CHAPTER 3

早上我醒來時她已經出門去了,沒有留下任何口信。她的女僕為我在廚房裡擺上早飯,接著就去做她的日常工作了。我本想從這個女人口中套點兒消息,但最後還是打消了這個念頭,因為她要麼一無所知,要麼知道也不會告訴我,而且肯定還會向弗蘿拉報告我的企圖。我改變了計畫。既然眼下這所房子全歸我了,我決定回書房去,看能不能發現點兒什麼。再說,我喜歡書房。美麗、智慧的詞句環繞著我,令我覺得安全。眼前有什麼東西可以抵抗黑暗,我總是感覺好些。

唐納或者布利曾,又或者是它們的哪個兄弟從什麼地方鑽了出來,跟著我進了走廊。它走路的時候腿直直的,一路嗅著我的足跡。我試著跟它交個朋友,它的態度讓我想起了那些騎警——他們叫你靠邊停車的時候,你要是想跟他們開開玩笑,那些人就是這種反應。我邊走邊瞅了瞅走廊里的其他幾個房間。看上去普普通通,毫無特別之處。

我走進書房,「非洲」仍然面對著我。我關上房門,把狗擋在外頭,接著在書房裡逛了一圈,邊走邊瀏覽架上的書名。

這兒有很多歷史書。事實上,在她的藏書里,歷史書似乎佔了絕大多數。還有不少美術書,都是又大又貴的那種,我取出幾本隨手翻了翻。一般說來,有什麼別的事分散我的注意力時,我才能好好想想問題。

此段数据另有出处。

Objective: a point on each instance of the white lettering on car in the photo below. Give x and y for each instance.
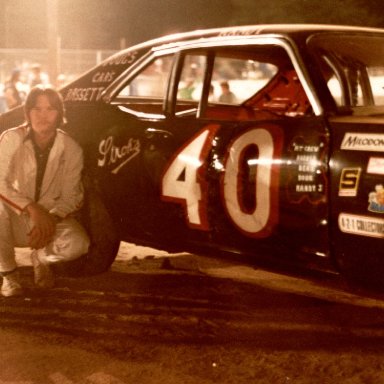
(361, 225)
(84, 94)
(103, 77)
(119, 155)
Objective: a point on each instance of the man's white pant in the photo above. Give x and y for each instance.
(69, 242)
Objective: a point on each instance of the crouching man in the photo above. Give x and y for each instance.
(40, 189)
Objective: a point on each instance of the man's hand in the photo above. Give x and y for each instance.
(44, 225)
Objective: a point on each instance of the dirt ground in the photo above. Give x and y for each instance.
(186, 319)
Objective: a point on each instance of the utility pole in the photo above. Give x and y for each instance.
(53, 41)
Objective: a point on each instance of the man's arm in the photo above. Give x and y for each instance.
(44, 225)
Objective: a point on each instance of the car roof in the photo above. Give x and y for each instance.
(117, 63)
(252, 30)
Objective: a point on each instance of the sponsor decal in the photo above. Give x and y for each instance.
(361, 225)
(117, 156)
(376, 200)
(376, 165)
(84, 94)
(349, 181)
(363, 142)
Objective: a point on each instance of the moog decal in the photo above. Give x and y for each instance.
(361, 225)
(363, 142)
(376, 165)
(376, 200)
(117, 156)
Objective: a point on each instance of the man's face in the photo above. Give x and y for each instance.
(43, 117)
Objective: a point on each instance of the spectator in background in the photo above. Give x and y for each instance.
(12, 91)
(37, 77)
(227, 96)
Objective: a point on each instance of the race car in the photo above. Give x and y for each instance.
(261, 142)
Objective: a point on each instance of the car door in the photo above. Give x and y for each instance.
(244, 174)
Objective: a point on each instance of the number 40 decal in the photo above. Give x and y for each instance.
(184, 180)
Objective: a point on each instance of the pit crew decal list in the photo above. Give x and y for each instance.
(307, 180)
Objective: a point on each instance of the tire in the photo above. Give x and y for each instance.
(104, 240)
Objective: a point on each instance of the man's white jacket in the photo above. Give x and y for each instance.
(61, 190)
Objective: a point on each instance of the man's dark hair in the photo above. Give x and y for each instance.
(54, 98)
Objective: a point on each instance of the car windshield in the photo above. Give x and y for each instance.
(353, 68)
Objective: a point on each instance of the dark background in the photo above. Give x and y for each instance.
(112, 24)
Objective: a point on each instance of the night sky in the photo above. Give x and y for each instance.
(105, 24)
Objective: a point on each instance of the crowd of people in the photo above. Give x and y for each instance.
(14, 90)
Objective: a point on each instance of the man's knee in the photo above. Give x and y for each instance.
(72, 242)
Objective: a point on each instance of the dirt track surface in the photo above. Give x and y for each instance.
(160, 320)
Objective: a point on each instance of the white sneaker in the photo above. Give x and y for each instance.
(44, 277)
(11, 285)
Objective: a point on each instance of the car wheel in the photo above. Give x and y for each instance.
(104, 240)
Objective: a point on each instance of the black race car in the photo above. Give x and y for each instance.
(257, 142)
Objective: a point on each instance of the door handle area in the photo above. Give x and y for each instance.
(152, 133)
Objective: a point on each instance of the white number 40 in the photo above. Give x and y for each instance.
(184, 181)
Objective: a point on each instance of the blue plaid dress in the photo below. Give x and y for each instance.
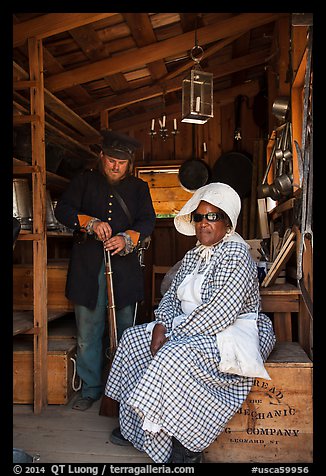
(182, 389)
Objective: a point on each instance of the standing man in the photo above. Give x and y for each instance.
(106, 207)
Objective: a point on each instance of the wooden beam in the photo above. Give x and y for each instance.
(220, 98)
(174, 84)
(56, 106)
(147, 54)
(52, 24)
(35, 55)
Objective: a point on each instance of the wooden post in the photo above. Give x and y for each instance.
(35, 54)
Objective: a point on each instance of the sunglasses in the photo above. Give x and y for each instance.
(210, 216)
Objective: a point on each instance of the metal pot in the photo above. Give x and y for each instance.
(22, 203)
(280, 108)
(51, 221)
(193, 174)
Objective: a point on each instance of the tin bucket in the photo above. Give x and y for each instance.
(51, 221)
(22, 203)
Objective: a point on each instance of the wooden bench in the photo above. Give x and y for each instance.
(275, 423)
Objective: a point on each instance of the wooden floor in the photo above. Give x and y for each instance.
(63, 435)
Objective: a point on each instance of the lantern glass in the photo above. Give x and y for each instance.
(197, 97)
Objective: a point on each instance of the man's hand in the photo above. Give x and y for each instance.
(158, 338)
(115, 244)
(102, 230)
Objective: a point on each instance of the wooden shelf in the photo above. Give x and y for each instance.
(20, 167)
(280, 298)
(23, 321)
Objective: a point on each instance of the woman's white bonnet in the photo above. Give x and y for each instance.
(218, 194)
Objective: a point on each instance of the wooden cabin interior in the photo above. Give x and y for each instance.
(76, 74)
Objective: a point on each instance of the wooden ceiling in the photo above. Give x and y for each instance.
(127, 66)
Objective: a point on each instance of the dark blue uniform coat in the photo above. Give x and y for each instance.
(89, 193)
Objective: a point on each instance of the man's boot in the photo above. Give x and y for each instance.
(180, 454)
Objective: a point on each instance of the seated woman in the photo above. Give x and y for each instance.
(174, 398)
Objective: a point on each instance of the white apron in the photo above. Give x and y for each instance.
(238, 343)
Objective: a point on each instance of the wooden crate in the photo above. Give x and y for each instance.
(23, 287)
(275, 423)
(60, 370)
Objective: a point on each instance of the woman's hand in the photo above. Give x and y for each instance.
(158, 338)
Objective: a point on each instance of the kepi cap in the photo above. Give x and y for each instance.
(118, 145)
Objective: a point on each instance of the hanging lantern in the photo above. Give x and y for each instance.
(197, 94)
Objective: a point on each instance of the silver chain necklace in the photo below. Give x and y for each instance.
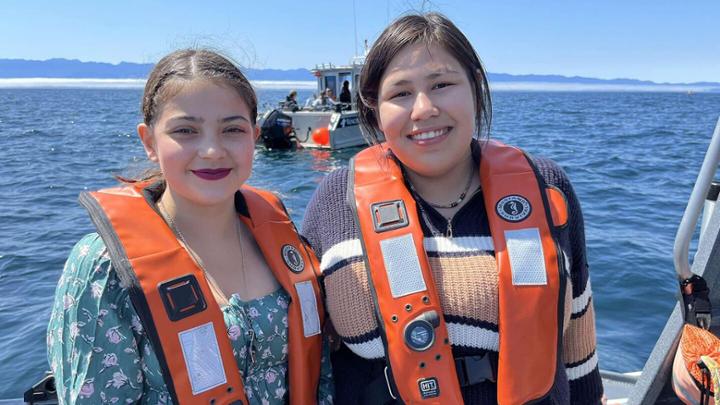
(453, 204)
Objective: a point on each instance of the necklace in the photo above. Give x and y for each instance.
(219, 295)
(453, 204)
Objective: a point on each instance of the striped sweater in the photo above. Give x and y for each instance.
(465, 273)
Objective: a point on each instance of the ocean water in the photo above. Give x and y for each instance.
(632, 158)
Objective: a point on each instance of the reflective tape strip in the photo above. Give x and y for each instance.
(308, 307)
(527, 261)
(402, 265)
(202, 358)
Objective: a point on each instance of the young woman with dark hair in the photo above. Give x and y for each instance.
(454, 266)
(196, 287)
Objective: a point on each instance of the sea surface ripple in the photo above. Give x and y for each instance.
(632, 158)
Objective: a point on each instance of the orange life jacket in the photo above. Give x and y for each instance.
(523, 214)
(174, 301)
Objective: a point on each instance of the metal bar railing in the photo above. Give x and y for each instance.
(695, 204)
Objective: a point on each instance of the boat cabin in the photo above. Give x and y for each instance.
(331, 77)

弗蘿拉顯然很富有,不知她的財產是哪兒來的。既然我們是兄妹,是不是意味著我沒準兒也擁有一筆財富呢?我試著回想自己的經濟狀況和社會地位,還有我的職業、我的出身。我有種感覺,自己從沒為錢的事操過什麼心,錢一直夠我花的,或者至少不難弄到手。我從沒覺得缺錢用。我也有這麼一幢大房子嗎?我想不起來。

我的職業呢?

我坐在她的書桌後邊,在頭腦里仔細地搜索著,希望找到儲藏記憶的密室。像陌生人一樣審視自己確實不容易。也許就是因為這個,我才什麼都想不起來。是你的就是你的,就在你身上,是你不可分割的一部分。你不會注意到它。

也許是醫生?看著達·芬奇畫的幾張解剖圖,我產生了這個想法。幾乎是下意識的,我開始在心裡重溫各種外科手術的步驟。從前我為別人做過手術。

但答案不是這個。發現自己的醫學背景的同時,我意識到這只是其他什麼事情的一部分。不知怎麼的,反正我就是知道,自己並不是個職業的外科醫生。到底是什麼?還有什麼其他因素嗎?

有件東西吸引了我的注意。

坐在桌後,我能清楚地看到對面的牆,上面掛著些裝飾品,其中之一是一把古代騎兵用的馬刀,剛才我在屋裡轉悠時沒注意到它。我起身走過去,把它從釘子上拿了下來。

我暗暗為它的養護情況大搖其頭。我希望自己手裡有一塊帶油的抹布和一塊磨刀石,好讓它重新煥發光彩。我了解古代兵器,特別是帶鋒刃的。

這把馬刀又輕又稱手,我覺得自己知道怎麼用。我做了個起手式,接著又做了幾次閃避和攻擊動作。沒錯,我確實會用馬刀。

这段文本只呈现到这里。